Genau wie es negative, zehrende Krankheitsgeister gibt, gibt es auch starke hilfreiche Kräfte; diese sieht oder spürt die heilende Person ebenfalls und kann mit ihnen zusammenarbeiten, wie es die Schamaninnen indigener Völker mit ihren Hilfsgeistern tun. (Wobei das Wort Hilfsgeist denkbar unglücklich gewählt ist, es hört sich so nach Aushilfe an, und das wird der Kraft dieser Wesenheiten alles andere als gerecht.)

Viele Legenden erinnern bis heute an die Verbindungen zwischen Menschen und Geistwesen. Das alte Wissen ist also nicht einmal verschlüsselt, man muss nur genauer hinschauen.

So erzählen in zahlreichen Landstrichen Sagen und Geschichten von Heilern, die ihre Fähigkeiten der Zusammenarbeit mit einer Fee verdanken. Und überhaupt: Vieles beim spirituellen Heilen spielt sich im energetischen Bereich ab und wird einem von der anderen Seite, der Welt des Instinkts und der hilfreichen Kräfte, vermittelt.

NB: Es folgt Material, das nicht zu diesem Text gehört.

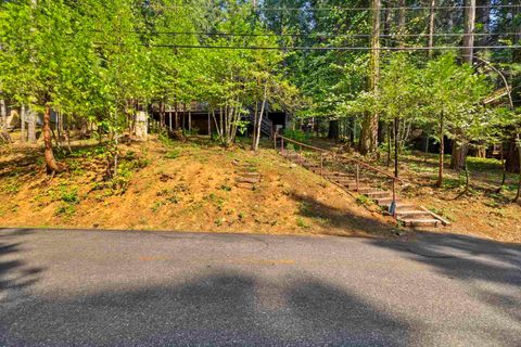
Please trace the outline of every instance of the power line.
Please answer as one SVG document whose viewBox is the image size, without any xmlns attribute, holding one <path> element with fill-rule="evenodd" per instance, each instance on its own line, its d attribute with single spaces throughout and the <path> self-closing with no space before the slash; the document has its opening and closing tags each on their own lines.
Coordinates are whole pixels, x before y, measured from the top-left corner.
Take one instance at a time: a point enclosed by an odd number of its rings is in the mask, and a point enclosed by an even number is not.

Der Zigeunerheiler Hartiss sagte dazu: »Wisse, dass der wahre Heilpraktiker keine Methoden lernen kann. Er ist wie ein Maler, ein Bildhauer oder ein Musiker. Du erkennst ihn erst am vollbrachten Werk.«2

Aber die Gabe allein ist nicht genug; man muss lernen und mit dem Herzen dabei sein. Auch wenn das nötige Feingefühl von Natur aus mitgebracht werden muss, ist man eben doch noch ein ungeschliffener Diamant. Die Hellsichtigkeit, die Intuition oder wie auch immer man dieses besondere Einfühlungsvermögen bezeichnen möchte, kann nicht erlernt werden, es ist ein Geschenk. Aber die individuelle Portion, die einem davon mitgegeben wurde, kann jeder schleifen und polieren. Und um in diesem Bild zu bleiben: Strahlt etwa ein großer, grober Diamant auch nur halb so hell wie ein kleiner, gut geschliffener?

Eine besondere Gabe ermöglicht einem nicht im Handumdrehen alles, sie ist kein spiritueller Blankoscheck: In den traditionellen Kulturen wird sie erst einmal nur als eine Anlage betrachtet. Sie kann durch Übung und Lernen zur Blüte gebracht werden. Sie kann aber auch ungenutzt in einem schlummern und brachliegen, je nachdem, was man daraus machen möchte.

Wenn bei einem Mädchen erkannt wird, dass sie das Zeug zur Schamanin hat, geht sie in die Lehre, sonst wird nichts daraus.

Grundsätzlich hat jeder Mensch die heilende Kraft in sich, denn grundsätzlich sind wir alle gleich gebaut. Die, die etwas mehr davon haben, können in etwas größerem Umfang heilen. Oder anders ausgedrückt: Nicht jeder wird gleich Mathematiker, aber eins und eins können wir alle zusammenzählen.